Its Counter intuitive.
But true.
Ordering more than you actually need makes shortages worse.
Typically, a retailer or manufacturer only orders as much as they think they can sell or consume until the next cycle begins.
But sometimes a hot seller comes along, or you hear a part is going to be in short supply, so you decide to order extra—just in case.
In many sectors over the past year, companies that use electronic components in their products have been ordering as much as twice what they think they actually need.
Sometimes the rationale is, “If I have the parts and my competitors don’t, I can win market share!” The flip side of this is, ”If I don’t have the parts and my competitors do, I’ll lose market share!”
Or maybe it’s just to be on the safe side.
This has two predictable consequences:
At first, it makes those products or parts that are in short supply even harder to get.

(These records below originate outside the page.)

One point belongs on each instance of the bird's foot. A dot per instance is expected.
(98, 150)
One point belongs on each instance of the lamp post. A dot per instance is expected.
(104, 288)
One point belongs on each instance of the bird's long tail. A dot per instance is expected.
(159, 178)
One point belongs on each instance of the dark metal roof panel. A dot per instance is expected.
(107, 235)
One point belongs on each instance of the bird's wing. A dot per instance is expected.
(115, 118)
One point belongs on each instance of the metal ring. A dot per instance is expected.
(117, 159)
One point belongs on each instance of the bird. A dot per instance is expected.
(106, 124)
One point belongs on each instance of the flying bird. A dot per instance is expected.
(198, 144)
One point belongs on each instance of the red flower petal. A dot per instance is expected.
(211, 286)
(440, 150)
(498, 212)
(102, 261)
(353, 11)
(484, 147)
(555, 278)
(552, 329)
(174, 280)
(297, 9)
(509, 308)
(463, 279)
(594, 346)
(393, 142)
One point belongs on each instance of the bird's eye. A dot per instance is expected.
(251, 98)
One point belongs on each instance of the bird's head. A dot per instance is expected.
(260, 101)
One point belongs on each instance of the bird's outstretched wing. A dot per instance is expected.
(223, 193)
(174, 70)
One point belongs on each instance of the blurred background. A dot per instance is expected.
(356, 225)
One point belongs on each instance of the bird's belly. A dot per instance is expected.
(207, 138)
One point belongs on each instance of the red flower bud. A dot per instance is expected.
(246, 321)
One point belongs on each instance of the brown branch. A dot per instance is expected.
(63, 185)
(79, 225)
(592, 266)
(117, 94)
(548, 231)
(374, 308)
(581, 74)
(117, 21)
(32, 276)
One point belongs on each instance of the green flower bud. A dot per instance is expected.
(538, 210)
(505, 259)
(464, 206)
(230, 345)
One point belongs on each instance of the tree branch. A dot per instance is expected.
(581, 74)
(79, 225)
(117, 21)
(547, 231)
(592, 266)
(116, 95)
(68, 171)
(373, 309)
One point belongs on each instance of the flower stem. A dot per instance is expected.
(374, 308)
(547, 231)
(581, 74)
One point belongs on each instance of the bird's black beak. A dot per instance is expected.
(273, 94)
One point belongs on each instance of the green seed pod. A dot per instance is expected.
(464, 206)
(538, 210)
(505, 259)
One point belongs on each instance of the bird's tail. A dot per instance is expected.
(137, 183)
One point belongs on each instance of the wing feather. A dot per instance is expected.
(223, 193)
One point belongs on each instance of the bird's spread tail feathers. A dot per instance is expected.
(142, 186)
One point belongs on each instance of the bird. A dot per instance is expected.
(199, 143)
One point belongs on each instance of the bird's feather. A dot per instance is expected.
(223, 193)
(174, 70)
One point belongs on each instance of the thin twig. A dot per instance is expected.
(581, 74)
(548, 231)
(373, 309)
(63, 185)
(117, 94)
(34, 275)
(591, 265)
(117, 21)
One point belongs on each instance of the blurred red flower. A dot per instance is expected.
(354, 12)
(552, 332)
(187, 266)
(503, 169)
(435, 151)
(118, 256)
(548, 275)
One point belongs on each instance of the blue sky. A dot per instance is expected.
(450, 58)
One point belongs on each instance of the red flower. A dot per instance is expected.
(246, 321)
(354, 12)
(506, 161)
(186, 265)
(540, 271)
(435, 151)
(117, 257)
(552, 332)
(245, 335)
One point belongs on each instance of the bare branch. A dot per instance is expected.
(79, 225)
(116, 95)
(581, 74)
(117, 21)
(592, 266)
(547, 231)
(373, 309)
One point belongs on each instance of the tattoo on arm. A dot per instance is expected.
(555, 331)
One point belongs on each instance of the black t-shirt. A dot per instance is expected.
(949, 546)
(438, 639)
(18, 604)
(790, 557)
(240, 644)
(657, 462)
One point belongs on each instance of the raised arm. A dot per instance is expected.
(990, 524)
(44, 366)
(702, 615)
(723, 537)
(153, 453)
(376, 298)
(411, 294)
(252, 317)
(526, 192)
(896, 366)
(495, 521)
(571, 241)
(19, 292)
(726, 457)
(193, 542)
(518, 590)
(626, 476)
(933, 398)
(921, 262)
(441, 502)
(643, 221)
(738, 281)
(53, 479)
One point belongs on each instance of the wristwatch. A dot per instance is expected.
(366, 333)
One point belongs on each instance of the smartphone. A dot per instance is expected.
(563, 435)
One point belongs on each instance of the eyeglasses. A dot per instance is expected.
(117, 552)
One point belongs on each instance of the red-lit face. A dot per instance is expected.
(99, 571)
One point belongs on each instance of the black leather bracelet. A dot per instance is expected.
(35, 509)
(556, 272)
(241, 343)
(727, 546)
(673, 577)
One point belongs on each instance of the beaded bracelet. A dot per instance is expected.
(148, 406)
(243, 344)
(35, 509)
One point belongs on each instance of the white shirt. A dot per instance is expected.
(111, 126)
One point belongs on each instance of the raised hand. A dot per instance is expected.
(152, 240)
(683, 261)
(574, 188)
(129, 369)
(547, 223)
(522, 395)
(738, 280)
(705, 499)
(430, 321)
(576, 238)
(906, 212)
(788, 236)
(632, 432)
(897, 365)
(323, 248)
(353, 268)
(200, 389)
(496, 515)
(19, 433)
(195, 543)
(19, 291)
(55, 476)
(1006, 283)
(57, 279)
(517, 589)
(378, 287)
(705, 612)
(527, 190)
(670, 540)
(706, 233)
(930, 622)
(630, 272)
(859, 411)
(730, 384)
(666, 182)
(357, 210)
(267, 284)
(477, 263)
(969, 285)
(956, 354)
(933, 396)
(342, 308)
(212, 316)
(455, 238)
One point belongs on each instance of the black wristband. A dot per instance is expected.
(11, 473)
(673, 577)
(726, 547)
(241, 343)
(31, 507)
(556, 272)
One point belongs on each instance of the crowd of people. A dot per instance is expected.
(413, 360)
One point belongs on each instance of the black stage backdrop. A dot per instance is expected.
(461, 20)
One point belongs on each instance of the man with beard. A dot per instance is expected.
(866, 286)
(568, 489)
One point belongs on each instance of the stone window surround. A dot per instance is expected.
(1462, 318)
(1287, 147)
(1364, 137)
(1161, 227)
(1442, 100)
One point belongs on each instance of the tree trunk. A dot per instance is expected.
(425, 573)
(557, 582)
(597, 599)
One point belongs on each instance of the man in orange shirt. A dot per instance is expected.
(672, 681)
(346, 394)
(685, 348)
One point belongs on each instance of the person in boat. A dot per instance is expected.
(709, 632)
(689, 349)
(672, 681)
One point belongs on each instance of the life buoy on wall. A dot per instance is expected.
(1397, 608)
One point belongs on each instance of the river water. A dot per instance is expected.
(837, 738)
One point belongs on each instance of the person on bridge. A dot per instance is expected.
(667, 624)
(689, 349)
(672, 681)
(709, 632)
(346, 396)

And second, companies will someday likely be stuck with a lot of excess inventory, and will need to cut prices to unload it, or spend a lot of money carrying it.
The answer isn’t to abandon just-in-case production.
It’s a balance.
Just in time still makes sense when you have local suppliers and everyone is communicating, or to buffer distant suppliers with some just-in-case inventory.
Communication is key.
If you have a good relationship with your suppliers and are communicating regularly so they know your true demand, then you can hold just-in-case inventories in case of disruptions, and if you start to draw on it, everyone knows and you won’t get a bullwhip.
When people are guessing, that’s when they misread signals and put their own spin on forecasts and things get messed up.